Nyepi est une autre fête que tout Bali célèbre en même temps et tu vas voir comment ! Elle n’est pas régie par le calendrier balinais mais par le calendrier hindou Saka et survient donc tous les ans entre le mois de mars et mois d’avril, juste trois jours après Melasti.
On dit que ce jour-là, le maître de l’enfer, Yama, va ouvrir grand ses portes et lâcher toute une horde de démons sur Bali. En vue de leur arrivée, au moment du coucher du soleil, on place d’alléchantes offrandes sur des tapis tressés, aux intersections des routes (les démons adorent ces endroits d’où ils peuvent facilement nuire aux humains en provoquant des accidents), afin qu’ils y soient attirés. Enfin, comme tu vas le voir plus tard, les offrandes des Kalas et des Bhutas ne sont alléchantes que pour eux ! Le prêtre se rend sur place et, accompagné de nombreux fidèles qui vivent à proximité, il procède à une grande cérémonie. Pour terminer la célébration, à son signal, tout le monde se lèvera et se mettra à tourner autour du tapis en faisant beaucoup de bruit et en tapant le sol avec des morceaux de bambou fendus. C’est très impressionnant mais moins que la suite, tu vas voir !
Lorsque la nuit tombe, vient mon moment préféré de toute l’année !
Nous commençons par faire le plus de bruit possible, tout est permis, pétards, casseroles, cymbales, gongs. Nous accompagnons ainsi nos immenses statues, les Ogoh-Ogoh, en procession jusqu’aux grands carrefours où d’autres banjars vont nous retrouver pour présenter les leurs. Au moins quinze hommes sont nécessaires pour porter un seul Ogoh-Ogoh sur son podium de bambou, ou le faire rouler quand c’est possible. Ils sont très lourds, ce sont des monstres géants qui mesurent parfois plus de quatre mètres de hauteur ! Lorsqu’ils se croisent, les deux groupes vont faire en sorte de figurer un combat féroce entre leurs monstres.

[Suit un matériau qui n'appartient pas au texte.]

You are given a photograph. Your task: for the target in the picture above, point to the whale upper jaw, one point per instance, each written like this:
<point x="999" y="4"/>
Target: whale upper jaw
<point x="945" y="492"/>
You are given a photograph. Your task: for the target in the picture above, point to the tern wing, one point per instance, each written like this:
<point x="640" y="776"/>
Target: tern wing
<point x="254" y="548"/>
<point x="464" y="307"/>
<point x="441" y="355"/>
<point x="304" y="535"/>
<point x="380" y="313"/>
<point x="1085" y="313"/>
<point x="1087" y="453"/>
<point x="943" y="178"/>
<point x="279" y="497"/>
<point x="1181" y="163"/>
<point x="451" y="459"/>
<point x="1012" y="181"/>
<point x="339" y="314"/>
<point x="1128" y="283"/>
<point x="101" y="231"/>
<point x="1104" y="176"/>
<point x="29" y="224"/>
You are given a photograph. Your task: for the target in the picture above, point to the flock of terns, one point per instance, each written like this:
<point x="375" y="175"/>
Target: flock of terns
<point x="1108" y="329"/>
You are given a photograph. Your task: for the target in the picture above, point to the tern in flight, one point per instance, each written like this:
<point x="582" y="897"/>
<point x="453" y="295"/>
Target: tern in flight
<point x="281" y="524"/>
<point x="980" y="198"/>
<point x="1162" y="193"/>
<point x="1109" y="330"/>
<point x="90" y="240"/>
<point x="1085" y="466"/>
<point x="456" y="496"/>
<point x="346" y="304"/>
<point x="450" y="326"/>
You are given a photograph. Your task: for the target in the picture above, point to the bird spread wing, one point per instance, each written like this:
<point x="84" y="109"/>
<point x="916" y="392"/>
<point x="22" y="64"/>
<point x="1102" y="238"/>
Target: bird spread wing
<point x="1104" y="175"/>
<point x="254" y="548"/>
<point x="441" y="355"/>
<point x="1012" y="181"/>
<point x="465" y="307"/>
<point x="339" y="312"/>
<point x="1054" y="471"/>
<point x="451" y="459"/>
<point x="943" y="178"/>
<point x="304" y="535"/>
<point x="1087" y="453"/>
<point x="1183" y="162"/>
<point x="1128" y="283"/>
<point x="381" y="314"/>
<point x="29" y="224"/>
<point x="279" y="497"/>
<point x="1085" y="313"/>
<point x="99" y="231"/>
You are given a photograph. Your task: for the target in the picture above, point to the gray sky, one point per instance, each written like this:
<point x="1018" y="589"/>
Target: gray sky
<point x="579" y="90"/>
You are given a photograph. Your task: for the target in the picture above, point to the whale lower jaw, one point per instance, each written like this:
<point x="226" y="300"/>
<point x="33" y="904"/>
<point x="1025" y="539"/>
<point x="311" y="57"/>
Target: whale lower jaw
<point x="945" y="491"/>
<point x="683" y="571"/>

Puis, ils cédent la place aux autres et se dirigent vers la mer ou le bord de la rivière.

Certains affirment, et je les crois, que ces combats et ce bruit sont destinés à terrifier tous les démons que nous avons attirés et à les chasser, en leur montrant qu’il y a sur l’île de biens plus forts qu’eux ! Mais d’autres pensent qu’au contraire, ils servent à les ameuter afin qu’ils voient toutes les offrandes que nous avons préparées pour eux et qu’ensuite, ils rentrent chez eux, satisfaits et repus !
Le lendemain, jour même de Nyepi et premier jour du nouveau cycle Saka, tout le monde doit rester chez soi, méditer et prier, en respectant des prescriptions strictes : jeûner, ne pas faire de bruit ni utiliser d’électricité… Face à ce silence et à toutes les rues désertes, les rares démons restés sur l’île penseront bien sûr que tous les gens sont partis. Ils feront donc la même chose, puisque ce qu’ils aiment par-dessus tout, c’est perturber les humains ! Mais encore une fois, ceux qui s’imaginent que l’on a voulu faire plaisir aux démons avec toutes les offrandes, racontent que c’est plutôt une façon de leur prouver notre contentement de les avoir satisfaits… J’aime beaucoup moins cette idée !
Comme beaucoup de garçons de mon banjar, je participe à la fabrication des Ogoh-Ogoh. Nous, les enfants, nous en construisons même un deuxième, il est plus petit (environ la taille d’un adulte), mais exactement comme celui des grands. Ils sont tous fabriqués avec une armature de bambou, recouverte de papier mâché, puis peints. C’est un travail énorme, que nous entreprenons tous ensemble, petits et grands, quelques semaines avant Nyepi.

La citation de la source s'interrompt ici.